Commençons par le commencement : Tariq Ramadan, qui fait l’objet à ce jour de deux plaintes pour viol, est innocent des accusations portées à son encontre jusqu’à preuve du contraire près les tribunaux compétents. Il a lui-même déposé une plainte à l’encontre de la première plaignante, Henda Ayari, pour dénonciation calomnieuse, annonçant une deuxième plainte à venir. L’un des avocats affirme être en possession de témoignages de plusieurs femmes musulmanes. Ce ne sont pour l’instant que des témoignages, non corroborés par des preuves matérielles, hormis un audio et une photo qui circulent sur le net provenant, de source incertaine, d’une dénommée Majda Bernoussi, ancienne maîtresse supposée de Tariq Ramadan.

Des personnes, qui souhaitent garder l’anonymat, prétendent avoir alerté des responsables de l’ex-UOIF et du réseau ramadanien au sujet de ses relations extra-conjugales. Bernard Godard, le « M. Islam » du ministère de l’Intérieur, a fait une sortie choc à ce sujet, dans le Nouvel Obs du 30 octobre dernier, en indiquant qu’il était au courant de ces supposées frasques sexuelles, mais pas de viols.

Ce ne sont là que des affirmations pour lesquelles il reviendra à la justice de démêler le vrai du faux sur trois aspects : l’existence ou non de multiples relations sexuelles extra-conjugales, qui ne tombent d’ailleurs pas sous le coup de la loi, l’existence ou non de de harcèlement(s) sexuel(s), et enfin l’existence ou non de viol(s). Le mis en cause est innocent de toutes ces accusations, jusqu’à preuve du contraire, et il appartient aux parties accusatrices d’étayer leurs accusations par des éléments factuels. Ceci étant dit, on constate que, sur les réseaux sociaux, se déploie un discours complotiste, de pureté religieuse et de dénigrement des plaignantes qui engendre un climat très malsain pour la protection du droit des femmes à témoigner.

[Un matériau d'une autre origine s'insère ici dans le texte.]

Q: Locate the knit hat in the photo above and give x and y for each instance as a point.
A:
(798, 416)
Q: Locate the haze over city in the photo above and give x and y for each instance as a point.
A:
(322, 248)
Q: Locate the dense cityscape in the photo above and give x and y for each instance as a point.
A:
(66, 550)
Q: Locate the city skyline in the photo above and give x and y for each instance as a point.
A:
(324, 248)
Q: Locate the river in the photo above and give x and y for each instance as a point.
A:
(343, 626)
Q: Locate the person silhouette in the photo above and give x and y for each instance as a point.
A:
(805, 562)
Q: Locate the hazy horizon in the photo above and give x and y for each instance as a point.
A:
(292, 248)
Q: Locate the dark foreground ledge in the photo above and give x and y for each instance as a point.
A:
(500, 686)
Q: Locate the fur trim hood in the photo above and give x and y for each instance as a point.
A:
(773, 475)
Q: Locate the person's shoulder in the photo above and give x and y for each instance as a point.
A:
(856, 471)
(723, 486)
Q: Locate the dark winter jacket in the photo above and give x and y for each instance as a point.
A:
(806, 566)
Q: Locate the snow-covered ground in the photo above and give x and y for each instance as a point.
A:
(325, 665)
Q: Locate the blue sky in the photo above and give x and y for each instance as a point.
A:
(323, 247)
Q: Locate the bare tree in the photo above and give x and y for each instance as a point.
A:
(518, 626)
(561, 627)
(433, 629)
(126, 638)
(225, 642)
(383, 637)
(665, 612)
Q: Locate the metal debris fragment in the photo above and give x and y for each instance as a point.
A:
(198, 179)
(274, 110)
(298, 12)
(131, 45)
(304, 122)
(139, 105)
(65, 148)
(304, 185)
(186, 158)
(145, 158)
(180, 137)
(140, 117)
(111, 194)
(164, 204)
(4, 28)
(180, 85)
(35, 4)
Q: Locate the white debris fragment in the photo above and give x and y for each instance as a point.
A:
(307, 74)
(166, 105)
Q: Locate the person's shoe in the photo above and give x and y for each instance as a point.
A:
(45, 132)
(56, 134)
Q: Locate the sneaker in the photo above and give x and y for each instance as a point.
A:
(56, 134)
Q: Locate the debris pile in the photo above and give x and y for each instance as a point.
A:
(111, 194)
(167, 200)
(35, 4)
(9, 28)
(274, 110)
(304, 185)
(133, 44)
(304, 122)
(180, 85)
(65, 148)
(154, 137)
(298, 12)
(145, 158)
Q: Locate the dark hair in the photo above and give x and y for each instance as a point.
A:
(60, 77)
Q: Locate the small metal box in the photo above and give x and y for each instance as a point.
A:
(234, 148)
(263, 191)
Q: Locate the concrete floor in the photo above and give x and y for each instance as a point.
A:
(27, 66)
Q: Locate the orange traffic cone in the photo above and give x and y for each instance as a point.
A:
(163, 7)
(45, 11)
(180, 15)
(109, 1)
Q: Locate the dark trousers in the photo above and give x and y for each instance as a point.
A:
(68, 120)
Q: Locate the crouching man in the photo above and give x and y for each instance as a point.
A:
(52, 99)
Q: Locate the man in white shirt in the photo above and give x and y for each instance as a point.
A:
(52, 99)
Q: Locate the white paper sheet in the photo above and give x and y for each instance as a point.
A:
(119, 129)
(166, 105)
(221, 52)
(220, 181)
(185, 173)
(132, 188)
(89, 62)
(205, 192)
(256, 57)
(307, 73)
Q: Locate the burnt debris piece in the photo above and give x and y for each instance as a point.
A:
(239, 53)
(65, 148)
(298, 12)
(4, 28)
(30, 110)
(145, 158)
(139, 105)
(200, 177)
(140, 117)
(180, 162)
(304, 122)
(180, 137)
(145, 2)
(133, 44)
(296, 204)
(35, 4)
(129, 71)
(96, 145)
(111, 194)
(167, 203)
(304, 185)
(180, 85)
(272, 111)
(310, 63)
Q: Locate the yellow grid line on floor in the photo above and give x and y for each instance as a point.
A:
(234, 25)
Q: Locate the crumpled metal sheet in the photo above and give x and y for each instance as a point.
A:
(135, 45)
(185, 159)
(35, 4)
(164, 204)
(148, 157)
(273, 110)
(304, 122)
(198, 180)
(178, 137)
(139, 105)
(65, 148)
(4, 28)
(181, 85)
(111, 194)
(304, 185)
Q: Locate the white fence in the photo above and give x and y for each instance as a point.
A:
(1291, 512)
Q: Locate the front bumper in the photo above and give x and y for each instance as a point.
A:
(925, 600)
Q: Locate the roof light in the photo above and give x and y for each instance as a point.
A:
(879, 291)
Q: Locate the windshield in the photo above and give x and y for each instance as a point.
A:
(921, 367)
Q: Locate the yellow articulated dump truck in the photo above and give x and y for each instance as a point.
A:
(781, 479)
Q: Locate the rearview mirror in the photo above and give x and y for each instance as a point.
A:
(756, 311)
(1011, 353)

Des tirs croisés en soutien à Tariq Ramadan

Il ne s’agit plus d’une simple affaire opposant une plaignante, Henda Ayari, à un agresseur supposé, contrairement à ce qui continue à circuler comme informations dans les cercles musulmans. L’aura de Tariq Ramadan est suffisamment importante auprès d’une partie des musulmans pour que nombre d’entre eux soient déstabilisés par les faits rapportés. À défaut de leur fournir des réponses, ce qui reviendra à la justice, mon propos vise à critiquer la stratégie de défense adoptée par les proches et par les soutiens de l’islamologue et ses conséquences sur la façon dont est considérée la parole des victimes supposées.

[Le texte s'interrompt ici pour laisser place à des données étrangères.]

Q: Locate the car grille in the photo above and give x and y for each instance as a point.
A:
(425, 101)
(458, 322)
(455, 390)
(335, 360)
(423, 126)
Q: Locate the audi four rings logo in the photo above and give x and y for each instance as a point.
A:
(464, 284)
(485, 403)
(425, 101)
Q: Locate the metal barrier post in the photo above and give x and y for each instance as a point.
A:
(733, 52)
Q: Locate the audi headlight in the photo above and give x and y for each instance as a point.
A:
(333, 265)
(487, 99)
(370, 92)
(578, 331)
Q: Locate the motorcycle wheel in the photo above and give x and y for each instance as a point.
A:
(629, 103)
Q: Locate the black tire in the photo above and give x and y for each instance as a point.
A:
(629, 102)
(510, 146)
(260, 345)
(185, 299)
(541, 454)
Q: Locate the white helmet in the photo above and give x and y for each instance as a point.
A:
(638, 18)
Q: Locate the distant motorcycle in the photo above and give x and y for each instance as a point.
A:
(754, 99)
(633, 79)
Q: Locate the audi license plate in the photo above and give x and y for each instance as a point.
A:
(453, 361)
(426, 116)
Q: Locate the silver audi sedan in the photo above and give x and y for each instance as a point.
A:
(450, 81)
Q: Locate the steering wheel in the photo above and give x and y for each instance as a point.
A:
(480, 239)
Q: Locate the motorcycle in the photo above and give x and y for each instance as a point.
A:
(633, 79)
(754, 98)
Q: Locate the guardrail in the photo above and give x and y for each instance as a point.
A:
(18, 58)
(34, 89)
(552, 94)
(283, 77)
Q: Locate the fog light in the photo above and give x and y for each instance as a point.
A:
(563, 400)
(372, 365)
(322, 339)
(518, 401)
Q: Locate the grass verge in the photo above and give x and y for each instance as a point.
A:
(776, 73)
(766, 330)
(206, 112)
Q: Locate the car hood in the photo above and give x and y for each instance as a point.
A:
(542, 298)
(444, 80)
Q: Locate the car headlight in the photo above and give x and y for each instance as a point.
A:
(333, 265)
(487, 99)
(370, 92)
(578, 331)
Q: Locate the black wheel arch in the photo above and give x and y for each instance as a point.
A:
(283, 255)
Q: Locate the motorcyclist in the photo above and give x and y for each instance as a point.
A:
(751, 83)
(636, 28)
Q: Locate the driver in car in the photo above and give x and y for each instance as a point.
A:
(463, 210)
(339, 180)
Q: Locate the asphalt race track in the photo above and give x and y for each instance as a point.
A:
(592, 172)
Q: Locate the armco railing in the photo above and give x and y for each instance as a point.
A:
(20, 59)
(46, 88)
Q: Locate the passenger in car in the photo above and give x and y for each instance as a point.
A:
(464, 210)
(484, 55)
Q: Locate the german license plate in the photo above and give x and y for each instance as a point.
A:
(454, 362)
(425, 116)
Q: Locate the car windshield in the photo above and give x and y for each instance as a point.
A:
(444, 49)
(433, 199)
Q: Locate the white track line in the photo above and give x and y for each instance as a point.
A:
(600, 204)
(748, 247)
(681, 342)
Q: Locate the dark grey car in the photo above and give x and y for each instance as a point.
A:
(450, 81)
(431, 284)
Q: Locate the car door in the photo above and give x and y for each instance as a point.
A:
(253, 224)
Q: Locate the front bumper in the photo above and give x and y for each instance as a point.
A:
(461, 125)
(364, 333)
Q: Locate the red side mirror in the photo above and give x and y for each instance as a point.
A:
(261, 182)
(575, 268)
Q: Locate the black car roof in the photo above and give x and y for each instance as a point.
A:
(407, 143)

Le 23 octobre 2017, une tribune paraissait sur la page Facebook de l’Union Française des Consommateurs Musulmans (UFCM), intitulée « Tariq Ramadan face au sionisme international » [1]. Yamin Makri y passe en revue l’altération mentale supposée de Henda Ayari et l’identité juive et pro-sioniste de son avocat. Puis il établit un lien de cause à effet entre les positions antisionistes de Tariq Ramadan et le complot dont il ferait l’objet via la manipulation dont ferait l’objet Mme Ayari à son insu, symbole de la manipulation dont tous les jeunes issus de l’immigration maghrébine et africaine sont victimes via « l’intégration républicaine à la française ». C’est d’ailleurs, selon lui, ce qui aurait conduit à leur manipulation « pour être les marionnettes de ces nombreux attentats dits « islamistes ».

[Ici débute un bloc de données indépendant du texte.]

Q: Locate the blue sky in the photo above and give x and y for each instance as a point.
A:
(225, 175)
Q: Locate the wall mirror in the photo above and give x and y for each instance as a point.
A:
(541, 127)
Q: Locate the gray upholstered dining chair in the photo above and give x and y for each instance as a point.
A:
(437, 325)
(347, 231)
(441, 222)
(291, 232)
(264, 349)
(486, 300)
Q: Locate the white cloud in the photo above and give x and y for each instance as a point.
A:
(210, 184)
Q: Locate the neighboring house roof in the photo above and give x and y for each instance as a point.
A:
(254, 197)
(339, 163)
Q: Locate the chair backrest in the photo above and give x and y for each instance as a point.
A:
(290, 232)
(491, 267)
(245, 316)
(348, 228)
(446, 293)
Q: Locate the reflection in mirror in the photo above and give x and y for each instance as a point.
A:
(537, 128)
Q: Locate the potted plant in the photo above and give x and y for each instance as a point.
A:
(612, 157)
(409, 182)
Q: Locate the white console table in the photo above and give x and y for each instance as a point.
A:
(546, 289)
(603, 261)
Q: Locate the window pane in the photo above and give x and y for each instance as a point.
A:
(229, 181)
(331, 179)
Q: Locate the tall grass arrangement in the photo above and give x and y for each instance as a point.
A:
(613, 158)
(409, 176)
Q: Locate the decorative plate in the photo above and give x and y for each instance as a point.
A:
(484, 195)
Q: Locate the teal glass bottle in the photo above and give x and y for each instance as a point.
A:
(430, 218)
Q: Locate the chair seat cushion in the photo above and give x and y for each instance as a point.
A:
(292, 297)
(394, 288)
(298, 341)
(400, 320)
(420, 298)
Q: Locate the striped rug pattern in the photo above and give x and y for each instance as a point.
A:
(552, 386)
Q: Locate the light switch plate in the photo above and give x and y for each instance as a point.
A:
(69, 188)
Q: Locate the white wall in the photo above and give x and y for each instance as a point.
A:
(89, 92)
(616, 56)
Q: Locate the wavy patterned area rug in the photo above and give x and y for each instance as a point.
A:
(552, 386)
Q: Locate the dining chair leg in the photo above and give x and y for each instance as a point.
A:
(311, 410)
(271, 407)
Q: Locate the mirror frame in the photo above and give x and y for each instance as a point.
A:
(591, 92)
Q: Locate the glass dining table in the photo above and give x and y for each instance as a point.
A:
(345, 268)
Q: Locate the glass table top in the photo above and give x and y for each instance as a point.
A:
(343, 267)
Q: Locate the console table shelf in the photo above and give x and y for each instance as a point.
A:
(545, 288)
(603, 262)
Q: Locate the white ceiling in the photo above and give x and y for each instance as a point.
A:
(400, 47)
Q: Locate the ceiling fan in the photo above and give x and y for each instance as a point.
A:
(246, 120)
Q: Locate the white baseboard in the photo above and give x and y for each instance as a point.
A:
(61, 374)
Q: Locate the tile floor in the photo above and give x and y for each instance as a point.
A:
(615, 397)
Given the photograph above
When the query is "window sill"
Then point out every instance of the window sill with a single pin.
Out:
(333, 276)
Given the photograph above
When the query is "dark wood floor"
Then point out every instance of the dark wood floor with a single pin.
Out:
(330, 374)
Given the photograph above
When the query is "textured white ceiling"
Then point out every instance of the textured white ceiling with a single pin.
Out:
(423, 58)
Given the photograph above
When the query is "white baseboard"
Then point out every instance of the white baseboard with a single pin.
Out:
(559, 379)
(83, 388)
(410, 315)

Lui a fait suite, le lendemain, une tribune de Fanny Bauer-Motti, psychologue, parue simultanément sur ses deux blogs, l’un sur le site de Médiapart [2] et l’autre sur celui du Huffpost [3], sous le titre « Tariq Ramadan, Lettre ouverte ». Celle-ci explique dans une belle prose que, ayant rencontré le professeur dans le cadre d’une recherche à Oxford, elle peut assurer qu’il n’a pas le profil d’un violeur : « Je sais qu’il n’a rien d’un violeur. Je le sais par mon métier, je le sais par expérience, je le sais pour l’avoir côtoyé de près et n’avoir jamais rien vu en lui de manipulateur ou autre déclinaison de la perversion […]. » Je ne sais pas ce qu’un magistrat pourra retenir de ce type d’expertise et de ce qu’est le « bon profil » d’un violeur. Le moins que l’on puisse dire est que le propos Fanny de Bauer-Motti procède d’un parti pris qui range d’emblée les victimes potentielles dans le registre de la mythomanie.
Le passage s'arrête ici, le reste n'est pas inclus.